The Court of Appeal has recently handed down an important judgment on the application of the law of confidence in matrimonial proceedings: Tchenguiz & Ors v Imerman [2010] EWCA Civ 908. The background to the case was that an application for ancillary relief had been made by Mrs Tchenguiz Imerman (TI) against her husband, Mr Imerman. Fearing that Mr Imerman may seek to conceal the nature and extent of his assets in the context of the ancillary relief proceedings, one of TI’s brothers, possibly with the help of others, accessed a computer server in an office which Mr Imerman shared with TI’s brothers and then copied information and documents which Mr Imerman had placed on that server relating to his assets. In order to prevent TI relying on the information and the documents in the ancillary relief proceedings, Mr Imerman sought to restrain the defendants from communicating the information and documents which they had obtained to any third party (including TI and her lawyers). He also sought delivery up of all copies of the documents. Eady J granted the orders sought by Mr Imerman. The defendants appealed to the Court of Appeal. The central issue for the Court of Appeal was essentially whether TI should be allowed to use the information and documents in the context of the ancillary relief proceedings, despite the fact that they appeared to have been obtained by the defendants in breach of confidence and, hence, unlawfully. The case was rendered particularly complex as a result of what is commonly known in matrimonial proceedings as the ‘Hildebrande rules’. Historically, these rules have been applied by the courts in matrimonial ancillary relief proceedings so as generally to allow individuals to rely on evidence as to their spouses’ assets notwithstanding that that evidence has been unlawfully obtained.

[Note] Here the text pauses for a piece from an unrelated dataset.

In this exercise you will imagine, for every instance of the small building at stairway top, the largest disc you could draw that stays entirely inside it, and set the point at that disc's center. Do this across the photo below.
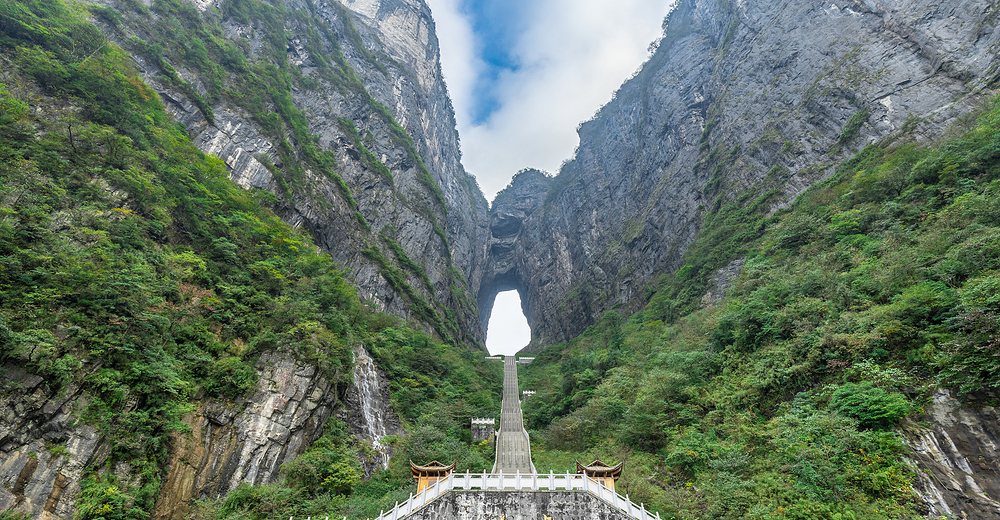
(427, 475)
(601, 472)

In summary, the Court of Appeal held as follows:
· the information/documents had been unlawfully obtained by the defendants as they had been obtained in breach of confidence (and, further, in breach of Mr Imerman’s right to privacy);
· it may be that the obtaining of the information/documents had also amounted to: (a) criminal conduct on an application of s. 17 of the Computer Misuse Act 1990; (b) unlawful processing of Mr Imerman’s personal data under s. 4(4) Data Protection Act 1998 (DPA); and, further, (c) a criminal act under s. 55 DPA; although having found that the information/documents were obtained unlawfully in breach of confidence, the Court did not need to reach a concluded view on these issues;
· the question for the Court was whether it should effectively condone the illegal self-help methods adopts by the defendants simply because it was feared that Mr Imerman may behave unlawfully and conceal that which should be disclosed in the ancillary relief proceedings. The answer to that question was: ‘No’ (see para. 107). As the Court suggested: ‘The tort of trespass to chattels has been known to our law since the Middle Ages and the law of confidence for at least 200 years, yet no hint of any defences of the kind now being suggested is to be found anywhere in the books’ (para. 117). Thus, the Hildebrande rules could not be justified on any grounds;
· if there were concerns that an individual may seek dishonestly to conceal assets in the context of ancillary relief proceedings, the correct course would be for the spouse to seek to protect her/his position through lawful means, for example by applying to the court for an anton pillar order.
The judgment is important not least because it highlights the essentially inalienable nature of the common law rights to confidentiality and privacy. There is no doubt that the judgment will be controversial, not least because of concerns that it fails to recognise the significant power imbalance which often obtains between spouses in matrimonial proceedings.